Facilitate Communications

The project was supposed to facilitate communications through fiber optics capable of carrying large volumes of data with very low waiting times.

The undersea data cable, named the Pacific Light Cable Network, was originally intended to link the United States, Taiwan, Hong Kong and the Philippines.

In June, the US Department of Justice recommended that a trans-Pacific undersea cable proposed by Google and Facebook bypass Hong Kong.

The Hong Kong landing station “would expose US communications traffic to collection” by Beijing, the department said.

The social networking giant and several telecom companies filed their first construction permit in 2018, to connect two sites in California to Hong Kong and Taiwan.

The Federal Communications Commission (FCC) gave Google permission in April 2020 to operate the link between North America and Taiwan.

Nevertheless, Washington resisted the project because of perceived potential national security risks regarding China, which has tightened its control over Hong Kong.

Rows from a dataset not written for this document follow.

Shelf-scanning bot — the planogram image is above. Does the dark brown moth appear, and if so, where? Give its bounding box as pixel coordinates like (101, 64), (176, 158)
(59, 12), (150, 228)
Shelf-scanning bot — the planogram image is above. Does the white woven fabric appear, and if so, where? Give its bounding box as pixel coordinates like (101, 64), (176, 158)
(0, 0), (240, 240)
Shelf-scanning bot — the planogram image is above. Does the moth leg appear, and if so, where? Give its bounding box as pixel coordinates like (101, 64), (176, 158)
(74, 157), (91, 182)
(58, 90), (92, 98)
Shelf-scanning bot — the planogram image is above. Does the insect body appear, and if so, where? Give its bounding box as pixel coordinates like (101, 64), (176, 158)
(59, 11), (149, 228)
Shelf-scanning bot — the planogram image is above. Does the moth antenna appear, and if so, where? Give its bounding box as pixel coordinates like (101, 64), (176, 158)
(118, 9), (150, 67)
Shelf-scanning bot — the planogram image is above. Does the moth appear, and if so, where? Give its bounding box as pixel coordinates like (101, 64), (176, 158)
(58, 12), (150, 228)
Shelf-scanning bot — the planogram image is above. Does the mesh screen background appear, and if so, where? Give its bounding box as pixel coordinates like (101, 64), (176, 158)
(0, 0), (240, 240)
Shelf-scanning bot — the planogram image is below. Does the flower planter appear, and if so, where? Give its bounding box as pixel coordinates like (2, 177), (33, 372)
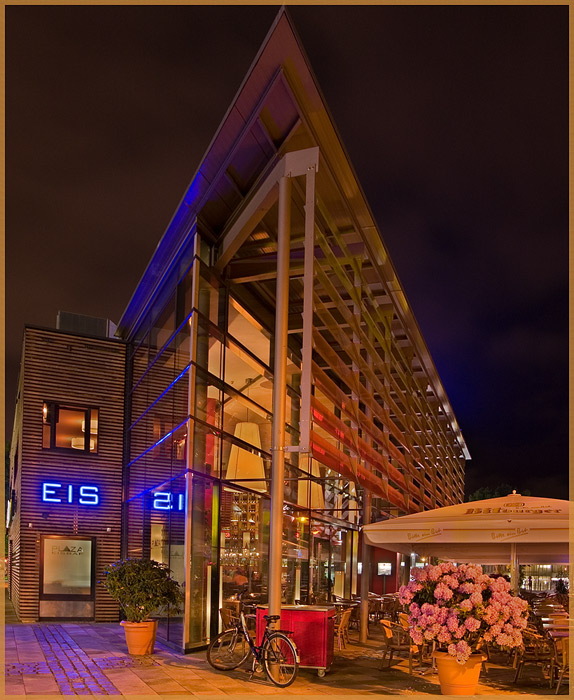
(433, 651), (486, 695)
(120, 620), (157, 656)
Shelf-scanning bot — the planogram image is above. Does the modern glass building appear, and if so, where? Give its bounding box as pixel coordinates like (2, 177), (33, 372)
(6, 10), (469, 650)
(115, 12), (468, 648)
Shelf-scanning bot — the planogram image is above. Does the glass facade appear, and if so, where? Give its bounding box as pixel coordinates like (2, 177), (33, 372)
(125, 248), (359, 648)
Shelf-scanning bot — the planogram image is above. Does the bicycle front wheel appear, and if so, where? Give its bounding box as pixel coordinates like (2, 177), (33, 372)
(261, 632), (299, 688)
(207, 630), (251, 671)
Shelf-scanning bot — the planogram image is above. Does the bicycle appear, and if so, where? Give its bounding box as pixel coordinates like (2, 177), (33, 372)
(207, 610), (299, 688)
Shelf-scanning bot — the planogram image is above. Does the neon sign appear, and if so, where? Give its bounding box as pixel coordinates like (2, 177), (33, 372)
(42, 481), (100, 506)
(152, 491), (185, 510)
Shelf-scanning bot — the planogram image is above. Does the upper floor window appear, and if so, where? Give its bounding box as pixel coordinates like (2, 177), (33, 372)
(42, 401), (99, 453)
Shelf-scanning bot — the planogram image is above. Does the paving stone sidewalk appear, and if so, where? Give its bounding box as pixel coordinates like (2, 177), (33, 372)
(5, 623), (568, 698)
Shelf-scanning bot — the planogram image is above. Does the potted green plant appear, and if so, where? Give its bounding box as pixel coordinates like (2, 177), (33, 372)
(101, 559), (183, 656)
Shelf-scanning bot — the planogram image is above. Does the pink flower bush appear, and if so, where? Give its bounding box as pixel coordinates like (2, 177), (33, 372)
(399, 562), (528, 664)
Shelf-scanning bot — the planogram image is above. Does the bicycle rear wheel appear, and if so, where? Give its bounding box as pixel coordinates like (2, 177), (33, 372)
(207, 629), (251, 671)
(261, 632), (299, 688)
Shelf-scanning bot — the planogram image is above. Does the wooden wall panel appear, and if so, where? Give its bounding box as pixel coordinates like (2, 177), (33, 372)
(17, 328), (125, 621)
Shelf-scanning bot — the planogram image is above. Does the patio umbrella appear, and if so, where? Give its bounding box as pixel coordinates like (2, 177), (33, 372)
(363, 493), (570, 588)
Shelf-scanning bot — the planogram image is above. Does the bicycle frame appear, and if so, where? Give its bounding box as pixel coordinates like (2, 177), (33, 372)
(238, 610), (269, 663)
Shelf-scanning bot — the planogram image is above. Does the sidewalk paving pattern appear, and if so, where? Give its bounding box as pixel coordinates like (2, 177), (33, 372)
(5, 623), (569, 697)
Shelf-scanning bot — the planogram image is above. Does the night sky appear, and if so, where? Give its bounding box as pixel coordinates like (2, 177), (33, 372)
(6, 6), (568, 498)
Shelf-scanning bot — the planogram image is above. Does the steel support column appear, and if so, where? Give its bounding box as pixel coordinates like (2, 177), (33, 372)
(269, 174), (291, 615)
(510, 542), (519, 595)
(360, 489), (371, 642)
(187, 232), (201, 649)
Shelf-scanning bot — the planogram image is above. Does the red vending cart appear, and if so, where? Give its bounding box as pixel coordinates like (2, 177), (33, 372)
(256, 605), (335, 678)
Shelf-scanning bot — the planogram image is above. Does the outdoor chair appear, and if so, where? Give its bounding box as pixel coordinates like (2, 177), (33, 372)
(381, 620), (422, 675)
(556, 639), (570, 695)
(335, 608), (353, 649)
(514, 630), (556, 688)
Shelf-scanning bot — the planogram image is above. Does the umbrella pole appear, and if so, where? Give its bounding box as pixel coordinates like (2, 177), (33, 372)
(510, 542), (518, 593)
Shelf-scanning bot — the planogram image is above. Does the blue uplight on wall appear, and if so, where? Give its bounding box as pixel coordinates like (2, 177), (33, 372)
(152, 491), (185, 511)
(42, 481), (100, 506)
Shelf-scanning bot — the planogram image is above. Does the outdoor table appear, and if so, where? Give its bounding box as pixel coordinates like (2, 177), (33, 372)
(548, 629), (570, 639)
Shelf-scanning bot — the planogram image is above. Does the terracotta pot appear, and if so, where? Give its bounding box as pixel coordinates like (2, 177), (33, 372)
(120, 620), (157, 656)
(433, 651), (486, 695)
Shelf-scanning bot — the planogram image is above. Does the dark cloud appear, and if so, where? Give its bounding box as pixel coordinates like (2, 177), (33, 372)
(6, 6), (568, 496)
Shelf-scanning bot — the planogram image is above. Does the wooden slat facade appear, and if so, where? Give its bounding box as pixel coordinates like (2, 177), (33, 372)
(10, 327), (126, 621)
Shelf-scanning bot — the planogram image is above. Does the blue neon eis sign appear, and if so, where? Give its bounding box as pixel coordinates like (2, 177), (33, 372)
(151, 491), (185, 511)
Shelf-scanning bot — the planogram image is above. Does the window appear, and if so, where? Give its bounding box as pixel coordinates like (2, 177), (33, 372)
(42, 402), (99, 453)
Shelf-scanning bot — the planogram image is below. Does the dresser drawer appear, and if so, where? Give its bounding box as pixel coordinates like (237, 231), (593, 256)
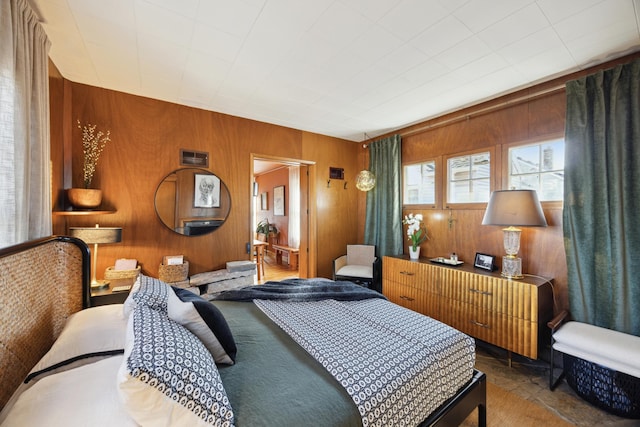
(441, 269), (538, 322)
(442, 300), (539, 359)
(442, 300), (509, 348)
(382, 257), (439, 293)
(382, 281), (440, 320)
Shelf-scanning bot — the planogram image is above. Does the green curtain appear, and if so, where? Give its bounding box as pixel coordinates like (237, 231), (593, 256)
(563, 60), (640, 335)
(364, 135), (403, 257)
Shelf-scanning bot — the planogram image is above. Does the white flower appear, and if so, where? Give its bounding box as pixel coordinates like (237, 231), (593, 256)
(402, 213), (427, 250)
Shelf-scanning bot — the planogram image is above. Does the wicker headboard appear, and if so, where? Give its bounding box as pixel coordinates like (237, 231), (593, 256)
(0, 236), (90, 409)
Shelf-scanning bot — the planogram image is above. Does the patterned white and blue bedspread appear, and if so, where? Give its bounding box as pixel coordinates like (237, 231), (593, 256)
(254, 299), (475, 427)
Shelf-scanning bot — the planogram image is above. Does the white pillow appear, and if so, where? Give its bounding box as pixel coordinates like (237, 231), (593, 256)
(122, 274), (171, 318)
(2, 358), (137, 427)
(117, 305), (234, 427)
(167, 287), (237, 365)
(24, 304), (127, 383)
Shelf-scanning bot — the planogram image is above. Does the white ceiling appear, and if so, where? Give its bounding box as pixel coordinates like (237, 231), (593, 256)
(29, 0), (640, 141)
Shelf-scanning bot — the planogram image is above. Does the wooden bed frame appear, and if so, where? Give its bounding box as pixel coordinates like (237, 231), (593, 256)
(0, 236), (486, 427)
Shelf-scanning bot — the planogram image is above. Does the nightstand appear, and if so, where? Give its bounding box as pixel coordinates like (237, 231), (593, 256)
(91, 278), (135, 307)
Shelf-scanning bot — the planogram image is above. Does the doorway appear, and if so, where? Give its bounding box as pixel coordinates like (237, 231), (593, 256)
(249, 154), (317, 283)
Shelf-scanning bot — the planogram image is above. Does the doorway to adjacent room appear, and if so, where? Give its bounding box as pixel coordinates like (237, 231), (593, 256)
(250, 155), (316, 283)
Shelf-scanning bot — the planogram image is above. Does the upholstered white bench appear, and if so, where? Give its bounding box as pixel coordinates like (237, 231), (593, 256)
(549, 312), (640, 418)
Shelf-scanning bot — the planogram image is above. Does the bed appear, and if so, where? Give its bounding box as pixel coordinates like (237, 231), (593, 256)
(0, 237), (486, 426)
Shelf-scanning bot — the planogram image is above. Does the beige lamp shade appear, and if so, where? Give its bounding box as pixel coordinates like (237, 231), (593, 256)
(69, 224), (122, 289)
(482, 190), (547, 227)
(482, 190), (547, 279)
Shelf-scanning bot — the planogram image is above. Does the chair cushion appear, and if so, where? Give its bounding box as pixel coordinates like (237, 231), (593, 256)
(336, 264), (373, 279)
(553, 322), (640, 378)
(347, 245), (376, 266)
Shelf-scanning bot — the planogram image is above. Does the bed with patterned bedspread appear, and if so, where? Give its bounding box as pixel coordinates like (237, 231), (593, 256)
(0, 237), (485, 426)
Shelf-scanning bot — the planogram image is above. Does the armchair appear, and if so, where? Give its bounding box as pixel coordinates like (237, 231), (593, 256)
(333, 245), (382, 292)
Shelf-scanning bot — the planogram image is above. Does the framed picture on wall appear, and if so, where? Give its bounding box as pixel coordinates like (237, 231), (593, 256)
(193, 173), (220, 208)
(260, 191), (269, 211)
(273, 185), (284, 216)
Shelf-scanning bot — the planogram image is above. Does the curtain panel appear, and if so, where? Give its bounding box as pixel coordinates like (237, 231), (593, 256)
(364, 135), (403, 257)
(0, 0), (51, 246)
(563, 60), (640, 335)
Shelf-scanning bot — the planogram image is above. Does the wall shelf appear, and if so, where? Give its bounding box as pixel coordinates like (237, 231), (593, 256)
(53, 209), (116, 216)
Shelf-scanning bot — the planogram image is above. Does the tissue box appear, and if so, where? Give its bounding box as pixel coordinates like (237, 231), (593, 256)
(227, 261), (256, 273)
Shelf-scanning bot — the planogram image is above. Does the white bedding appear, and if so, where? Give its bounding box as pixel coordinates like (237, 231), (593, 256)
(2, 356), (137, 427)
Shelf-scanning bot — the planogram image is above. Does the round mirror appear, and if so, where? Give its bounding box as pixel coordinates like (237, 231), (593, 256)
(155, 168), (231, 236)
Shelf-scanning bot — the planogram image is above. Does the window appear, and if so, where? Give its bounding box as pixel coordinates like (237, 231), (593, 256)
(403, 160), (436, 205)
(447, 152), (491, 203)
(507, 138), (564, 201)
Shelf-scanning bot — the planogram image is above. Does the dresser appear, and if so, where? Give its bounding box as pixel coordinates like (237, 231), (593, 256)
(382, 256), (553, 359)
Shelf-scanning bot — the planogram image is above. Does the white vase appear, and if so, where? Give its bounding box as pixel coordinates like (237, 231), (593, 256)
(409, 246), (420, 259)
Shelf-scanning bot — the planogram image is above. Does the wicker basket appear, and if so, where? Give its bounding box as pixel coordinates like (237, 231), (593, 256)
(104, 266), (140, 280)
(158, 261), (189, 283)
(563, 353), (640, 418)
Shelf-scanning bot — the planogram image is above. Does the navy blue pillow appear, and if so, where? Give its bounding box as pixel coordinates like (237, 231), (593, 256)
(167, 286), (238, 365)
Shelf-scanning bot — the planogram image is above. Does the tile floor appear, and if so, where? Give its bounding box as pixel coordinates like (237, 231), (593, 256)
(476, 342), (640, 427)
(256, 254), (640, 427)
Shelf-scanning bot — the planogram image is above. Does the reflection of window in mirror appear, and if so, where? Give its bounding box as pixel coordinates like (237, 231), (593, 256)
(447, 151), (491, 203)
(508, 138), (564, 201)
(402, 160), (436, 205)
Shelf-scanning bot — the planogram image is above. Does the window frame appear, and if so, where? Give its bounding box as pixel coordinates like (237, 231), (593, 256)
(402, 156), (442, 209)
(442, 146), (501, 209)
(501, 132), (566, 209)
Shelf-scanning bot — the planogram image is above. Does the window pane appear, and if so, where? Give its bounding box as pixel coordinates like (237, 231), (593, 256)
(447, 153), (491, 203)
(471, 153), (491, 179)
(508, 139), (564, 201)
(404, 161), (436, 205)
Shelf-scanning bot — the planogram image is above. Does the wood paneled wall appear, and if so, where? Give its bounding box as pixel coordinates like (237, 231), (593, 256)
(50, 81), (357, 278)
(370, 54), (640, 312)
(50, 54), (640, 310)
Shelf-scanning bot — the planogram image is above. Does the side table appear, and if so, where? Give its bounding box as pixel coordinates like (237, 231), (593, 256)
(91, 278), (135, 307)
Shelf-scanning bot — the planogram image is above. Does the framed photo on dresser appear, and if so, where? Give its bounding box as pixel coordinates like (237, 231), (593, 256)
(473, 252), (496, 271)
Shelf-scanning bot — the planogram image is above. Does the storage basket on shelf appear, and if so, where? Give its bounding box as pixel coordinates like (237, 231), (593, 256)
(104, 266), (140, 280)
(158, 261), (189, 283)
(563, 353), (640, 419)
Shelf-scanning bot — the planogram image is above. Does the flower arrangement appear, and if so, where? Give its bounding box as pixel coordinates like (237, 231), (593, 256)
(402, 213), (427, 251)
(78, 120), (111, 188)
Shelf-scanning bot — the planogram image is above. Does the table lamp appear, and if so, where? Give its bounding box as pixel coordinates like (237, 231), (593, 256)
(482, 190), (547, 279)
(69, 224), (122, 290)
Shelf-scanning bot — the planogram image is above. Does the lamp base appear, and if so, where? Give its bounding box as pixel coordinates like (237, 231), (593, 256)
(501, 255), (524, 279)
(91, 280), (111, 290)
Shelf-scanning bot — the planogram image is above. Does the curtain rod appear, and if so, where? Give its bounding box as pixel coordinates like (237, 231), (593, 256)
(399, 84), (565, 137)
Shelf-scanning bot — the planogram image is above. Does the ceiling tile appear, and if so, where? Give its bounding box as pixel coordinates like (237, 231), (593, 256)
(30, 0), (640, 139)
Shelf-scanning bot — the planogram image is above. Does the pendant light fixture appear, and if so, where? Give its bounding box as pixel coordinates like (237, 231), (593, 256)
(356, 133), (376, 192)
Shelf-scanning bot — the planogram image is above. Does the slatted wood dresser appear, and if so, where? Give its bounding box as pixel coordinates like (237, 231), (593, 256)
(382, 256), (553, 361)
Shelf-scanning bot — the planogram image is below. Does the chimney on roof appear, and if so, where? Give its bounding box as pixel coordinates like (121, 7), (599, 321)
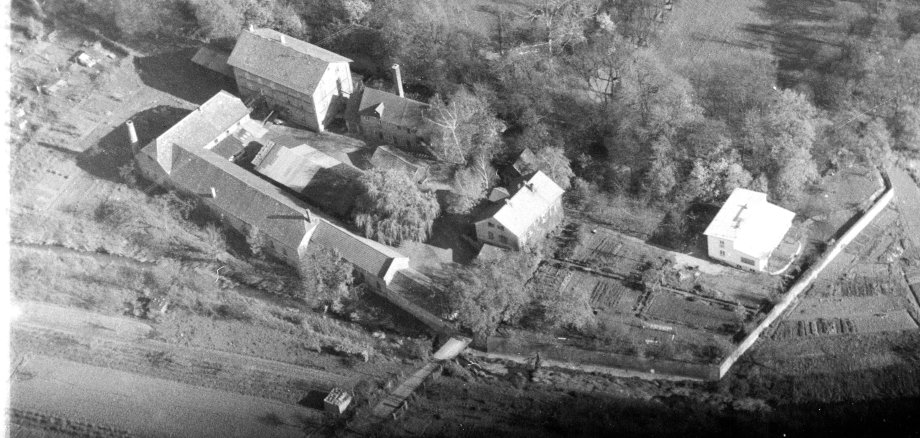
(125, 119), (137, 147)
(390, 64), (406, 97)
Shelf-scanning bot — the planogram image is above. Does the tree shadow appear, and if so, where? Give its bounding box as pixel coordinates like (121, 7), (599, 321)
(743, 0), (838, 87)
(134, 48), (237, 104)
(77, 105), (189, 182)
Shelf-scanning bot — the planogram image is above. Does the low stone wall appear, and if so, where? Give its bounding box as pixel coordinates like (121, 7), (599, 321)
(717, 173), (894, 379)
(486, 332), (719, 380)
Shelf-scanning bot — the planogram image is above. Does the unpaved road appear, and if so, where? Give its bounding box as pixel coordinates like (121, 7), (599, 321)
(11, 355), (322, 437)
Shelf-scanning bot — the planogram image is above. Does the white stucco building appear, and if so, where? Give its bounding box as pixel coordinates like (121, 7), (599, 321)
(704, 188), (795, 271)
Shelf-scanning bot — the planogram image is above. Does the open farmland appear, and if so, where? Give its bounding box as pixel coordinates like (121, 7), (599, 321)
(643, 292), (741, 333)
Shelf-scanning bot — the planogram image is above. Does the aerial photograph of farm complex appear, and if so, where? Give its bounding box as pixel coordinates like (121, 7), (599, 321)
(0, 0), (920, 438)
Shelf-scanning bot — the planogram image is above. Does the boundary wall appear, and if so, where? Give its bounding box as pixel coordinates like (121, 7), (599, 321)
(718, 171), (894, 379)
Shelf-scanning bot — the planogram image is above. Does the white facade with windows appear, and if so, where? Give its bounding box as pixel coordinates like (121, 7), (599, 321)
(704, 189), (795, 271)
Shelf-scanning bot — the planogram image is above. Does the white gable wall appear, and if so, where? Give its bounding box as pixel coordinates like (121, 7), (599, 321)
(706, 236), (770, 271)
(313, 62), (352, 131)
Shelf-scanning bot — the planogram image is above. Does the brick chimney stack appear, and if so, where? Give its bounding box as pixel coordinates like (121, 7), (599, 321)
(390, 64), (406, 97)
(125, 120), (137, 147)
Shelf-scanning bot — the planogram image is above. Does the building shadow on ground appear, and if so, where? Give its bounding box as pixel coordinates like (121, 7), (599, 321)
(77, 105), (189, 182)
(134, 48), (237, 104)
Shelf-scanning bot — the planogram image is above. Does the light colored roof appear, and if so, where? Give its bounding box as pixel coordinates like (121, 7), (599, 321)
(358, 87), (428, 129)
(155, 90), (249, 161)
(227, 29), (351, 95)
(310, 220), (406, 278)
(252, 144), (362, 215)
(480, 171), (565, 240)
(192, 46), (233, 78)
(703, 188), (795, 258)
(140, 92), (406, 278)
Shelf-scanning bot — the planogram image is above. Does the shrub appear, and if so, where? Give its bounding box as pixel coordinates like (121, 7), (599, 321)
(93, 199), (131, 228)
(443, 360), (473, 382)
(25, 17), (45, 40)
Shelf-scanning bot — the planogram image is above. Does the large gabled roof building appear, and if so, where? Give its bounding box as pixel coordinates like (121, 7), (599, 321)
(227, 28), (353, 131)
(704, 188), (795, 271)
(358, 87), (429, 154)
(475, 171), (565, 250)
(136, 91), (409, 288)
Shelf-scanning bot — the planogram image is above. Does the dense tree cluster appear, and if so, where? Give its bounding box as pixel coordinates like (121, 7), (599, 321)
(353, 170), (440, 245)
(300, 248), (355, 306)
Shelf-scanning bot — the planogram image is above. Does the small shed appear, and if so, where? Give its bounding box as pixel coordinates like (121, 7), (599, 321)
(323, 387), (351, 415)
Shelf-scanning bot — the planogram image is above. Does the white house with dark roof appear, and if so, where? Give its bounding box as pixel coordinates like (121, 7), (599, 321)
(135, 91), (409, 292)
(370, 146), (428, 182)
(704, 188), (795, 271)
(475, 171), (565, 250)
(227, 28), (353, 132)
(358, 87), (429, 154)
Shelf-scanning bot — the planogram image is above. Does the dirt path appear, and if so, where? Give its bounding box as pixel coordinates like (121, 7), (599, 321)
(11, 356), (322, 437)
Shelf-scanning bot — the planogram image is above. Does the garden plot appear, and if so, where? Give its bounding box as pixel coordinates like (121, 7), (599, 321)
(773, 309), (917, 339)
(643, 292), (741, 332)
(853, 309), (917, 333)
(570, 228), (652, 277)
(787, 295), (909, 321)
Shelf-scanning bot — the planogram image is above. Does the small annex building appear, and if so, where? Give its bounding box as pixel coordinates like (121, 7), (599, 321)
(704, 188), (795, 271)
(358, 87), (429, 154)
(475, 171), (565, 250)
(135, 91), (409, 292)
(227, 27), (353, 132)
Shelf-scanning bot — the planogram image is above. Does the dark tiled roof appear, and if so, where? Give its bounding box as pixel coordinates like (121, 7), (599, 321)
(253, 144), (362, 215)
(169, 144), (312, 251)
(310, 221), (404, 278)
(227, 29), (351, 94)
(155, 90), (249, 157)
(371, 146), (427, 180)
(358, 87), (428, 129)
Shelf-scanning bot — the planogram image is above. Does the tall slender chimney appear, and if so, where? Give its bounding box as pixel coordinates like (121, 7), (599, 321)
(390, 64), (406, 97)
(125, 120), (137, 146)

Halt in Processing Requests

In June 2020, most of the world’s major Internet and social media platforms have stopped processing requests for user data made by Hong Kong law enforcement authorities while they carry out an assessment of a controversial security law imposed by China on the city.

Facebook and its messaging service WhatsApp said in statements that they would “pause” the review of information requests from the Hong Kong government “pending further assessment of the impact of the National Security Law, including formal human rights due diligence and consultations with human rights experts.”